J’en ai assez, lâche-moi… Les oreilles, ce sera pour demain.

Mais le ruissellement de l’eau continuait, on entendait l’éponge s’égoutter dans la cuvette. Il y eut un bruit de lutte. L’enfant pleura. Presque aussitôt, elle reparut, très-gaie, criant :

— C’est fini, c’est fini…

Et elle se secouait, les cheveux mouillés encore, toute rose d’avoir été frottée, d’une fraîcheur qui sentait bon. En se débattant, elle avait fait glisser sa camisole ; son jupon se dénouait ; ses bas tombaient, montrant ses petites jambes. Pour le coup, comme disait Rosalie, mademoiselle ressemblait à un Jésus. Mais Jeanne était très-fière d’être propre ; elle ne voulait pas qu’on la rhabillât.

— Regarde un peu, maman, regarde mes mains, et mon cou, et mes oreilles… Hein ! laisse-moi me chauffer, je suis trop bien… Tu ne diras pas, j’ai mérité de déjeuner, aujourd’hui.

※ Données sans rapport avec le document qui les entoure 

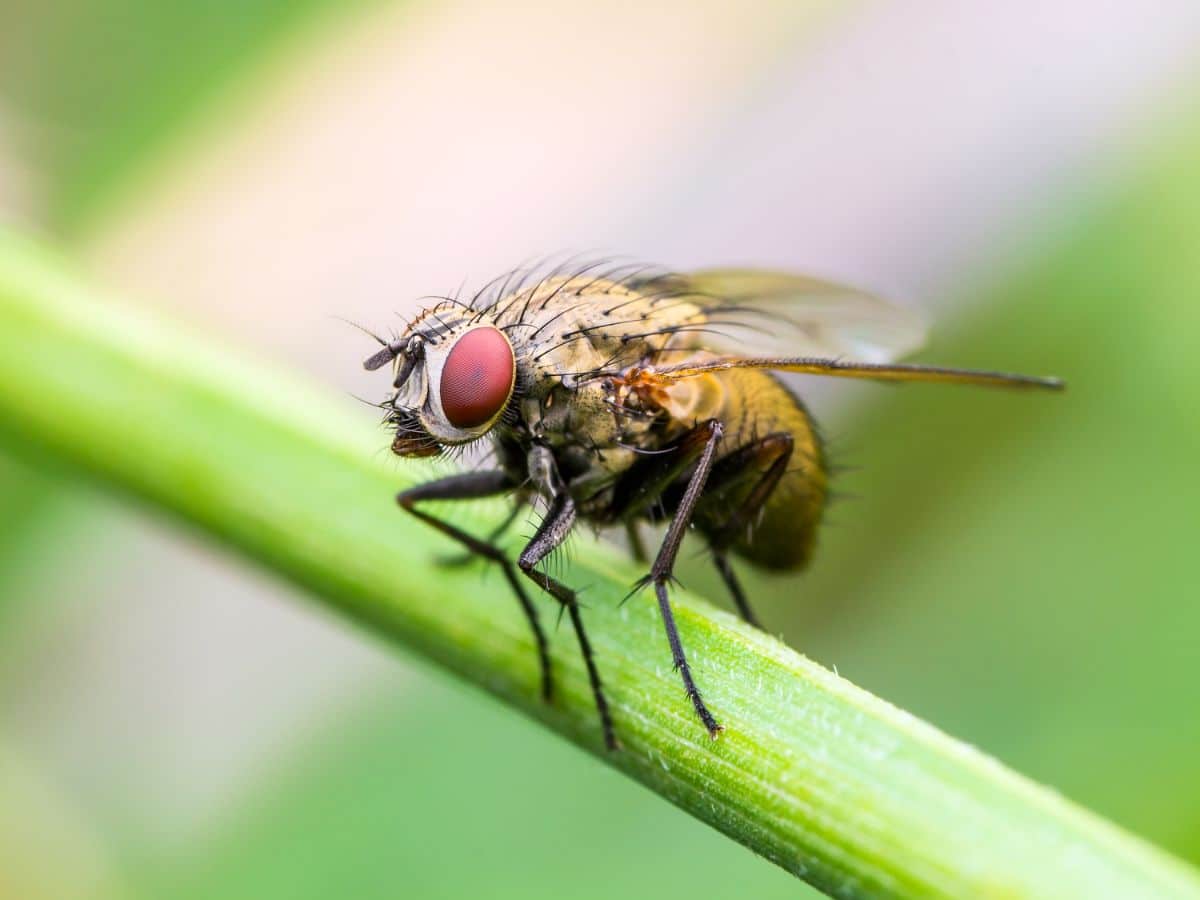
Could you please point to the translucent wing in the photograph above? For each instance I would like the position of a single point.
(754, 312)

Elle s’était pelotonnée devant le feu, dans son petit fauteuil. Alors, Rosalie versa le café au lait. Jeanne prit son bol sur ses genoux, trempant sa rôtie gravement, avec des mines de grande personne. Hélène, d’habitude, lui défendait de manger ainsi. Mais elle demeurait préoccupée. Elle laissa son pain, se contenta de boire le café. À la dernière bouchée, Jeanne eut un remords. Un chagrin lui gonflait le cœur, elle posa le bol et se jeta au cou de sa mère, en la voyant si pâle.

— Maman, est-ce que tu es malade à ton tour ?… Je ne t’ai pas fait de la peine, dis ?

— Non, ma chérie, tu es bien gentille au contraire, murmura Hélène, qui l’embrassa. Mais je suis un peu lasse, j’ai mal dormi… Joue, ne t’inquiète pas.